Taalstimulerend jeugdbeleid buiten de school

advertisement
nieuwsbrief
TAAL & ONDERWIJS maart 2011
Taalstimulerend jeugdbeleid buiten de school
Door Kris Van den Branden
In heel wat steden en gemeenten in Vlaanderen maken schoolteams, beleidsmakers en ouders
zich zorgen over de onderwijsresultaten van anderstalige kinderen. Kinderen van laagopgeleide
ouders die niet in het Nederlands zijn opgevoed, hebben het moeilijk om succesvol te zijn in het
Vlaamse onderwijs. Schoolteams werken heel hard en willen deze uitdaging aangaan, maar
geven vaak het signaal dat ze het niet alleen kunnen. Ze kijken dan ook reikhalzend uit naar
allerlei initiatieven die buiten de school worden genomen om de taalontwikkeling en de
algemene ontwikkeling van de kinderen te bevorderen: in de kinderdagverblijven, in de vooren naschoolse kinderopvang, in de vrijetijdsbesteding, op de speelpleinen, en in de gezinnen zelf.
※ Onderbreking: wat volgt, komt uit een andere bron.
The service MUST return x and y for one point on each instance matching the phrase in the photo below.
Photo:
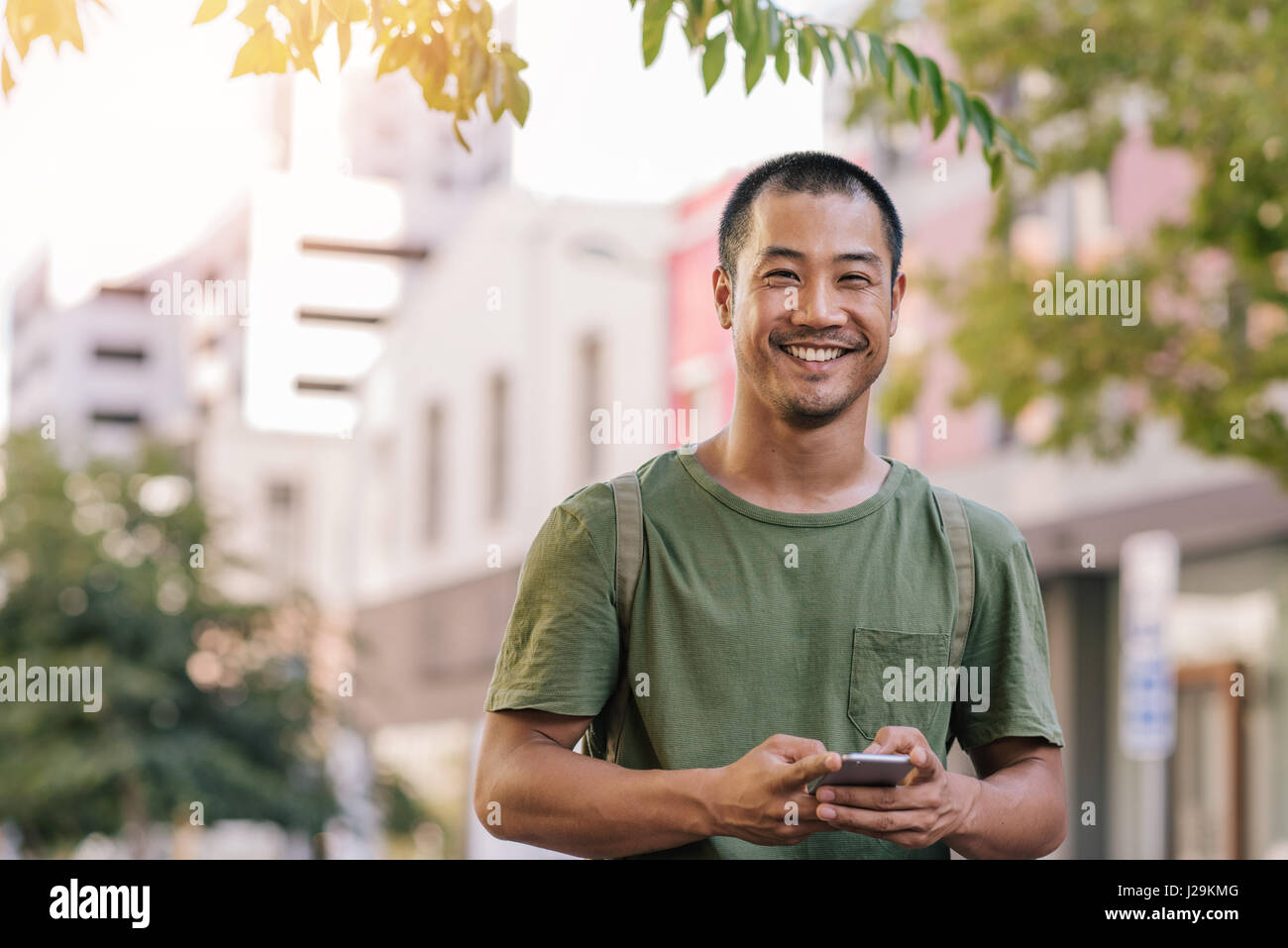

We focussen in dit artikel op taalstimulering.
De hamvraag daarbij is: welke initiatieven helpen deze kinderen echt om beter taal te
verwerven?
Orde in de chaos
Het gonst van de initiatieven: verteltassen worden mee naar huis gedragen, kinderverzorgsters en
speelpleinwerkers krijgen training om taal te stimuleren, kansarme ouders krijgen
opvoedingsondersteuning, bibliobussen rijden rond, taalkampen worden georganiseerd, …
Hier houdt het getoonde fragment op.